American universities have always been among the best in the world. Every year, thousands of international students choose to travel to the United States for their studies. And yet, after graduation, many choose to take their talent elsewhere.
Of international students who chose to study in the U.S., the majority (42%) did so because of the prestige and reputation of American colleges and universities. In comparison, only 23% chose to study in the U.S. due to their interest in working here. Of respondents who planned on leaving the U.S. after graduation, 71% said that they would consider staying if employment was easier to secure.
The reality is, that despite interest in remaining in the U.S. after graduation, many talented graduates are leaving the country after they graduate. Poor immigration policy is certainly a contributing factor, but will the U.S. implement new policy to encourage international talent to stay?
The battle for foreign talent
The U.S. is not the only country contending for foreign talent. Previously, American companies were able to attract enough international workers to compete with other countries across the globe. However, that luster may be wearing off as other countries present better options for graduates seeking work.
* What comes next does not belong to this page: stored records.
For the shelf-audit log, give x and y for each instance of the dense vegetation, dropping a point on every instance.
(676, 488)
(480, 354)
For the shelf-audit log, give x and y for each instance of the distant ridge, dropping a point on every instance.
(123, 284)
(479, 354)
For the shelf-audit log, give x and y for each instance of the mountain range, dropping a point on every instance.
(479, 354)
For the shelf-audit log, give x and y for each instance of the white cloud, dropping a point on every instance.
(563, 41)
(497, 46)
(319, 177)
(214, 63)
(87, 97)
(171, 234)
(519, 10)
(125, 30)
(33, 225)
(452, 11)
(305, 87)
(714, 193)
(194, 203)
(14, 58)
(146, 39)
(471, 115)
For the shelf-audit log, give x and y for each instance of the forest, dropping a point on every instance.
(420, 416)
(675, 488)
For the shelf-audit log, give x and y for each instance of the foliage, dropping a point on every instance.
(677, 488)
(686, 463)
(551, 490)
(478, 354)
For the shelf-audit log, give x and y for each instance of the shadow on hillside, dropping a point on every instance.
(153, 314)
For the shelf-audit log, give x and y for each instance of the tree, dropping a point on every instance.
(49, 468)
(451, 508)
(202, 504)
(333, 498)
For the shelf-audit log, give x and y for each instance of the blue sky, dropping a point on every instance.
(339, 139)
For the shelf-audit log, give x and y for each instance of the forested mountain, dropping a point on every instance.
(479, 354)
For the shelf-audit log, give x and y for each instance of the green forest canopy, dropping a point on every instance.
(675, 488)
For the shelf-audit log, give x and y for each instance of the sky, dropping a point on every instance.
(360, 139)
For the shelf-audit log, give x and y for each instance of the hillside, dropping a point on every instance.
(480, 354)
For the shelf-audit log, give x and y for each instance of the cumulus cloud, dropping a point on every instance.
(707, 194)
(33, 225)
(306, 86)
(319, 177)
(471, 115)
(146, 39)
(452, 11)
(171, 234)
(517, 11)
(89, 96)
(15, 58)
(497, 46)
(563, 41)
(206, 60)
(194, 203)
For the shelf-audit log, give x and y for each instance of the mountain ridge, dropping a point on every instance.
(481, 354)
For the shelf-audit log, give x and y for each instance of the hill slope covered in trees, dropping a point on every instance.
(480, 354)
Recently, the U.K. announced the Graduate route, a form of visa that allows graduates to remain in the country for several years to work or look for work. Canada has similar programs that make it easier to remain and work in the country after graduation.
Looking to the future
While the U.S. continues to drive international students into the country for their education, it fails to provide the resources for many of those students to find work after they graduate. The immigration system as a whole has been under scrutiny recently, and some wonder if the U.S. will pursue more lenient policy for talented young graduates who choose to stay in the country. Guaranteeing residency post-graduation, whether through a temporary visa or a green card, could help retain much-needed international talent.
As the 2022 midterm elections approach, many are looking to the current Congress and upcoming candidates to see what immigration reform options may be on the table.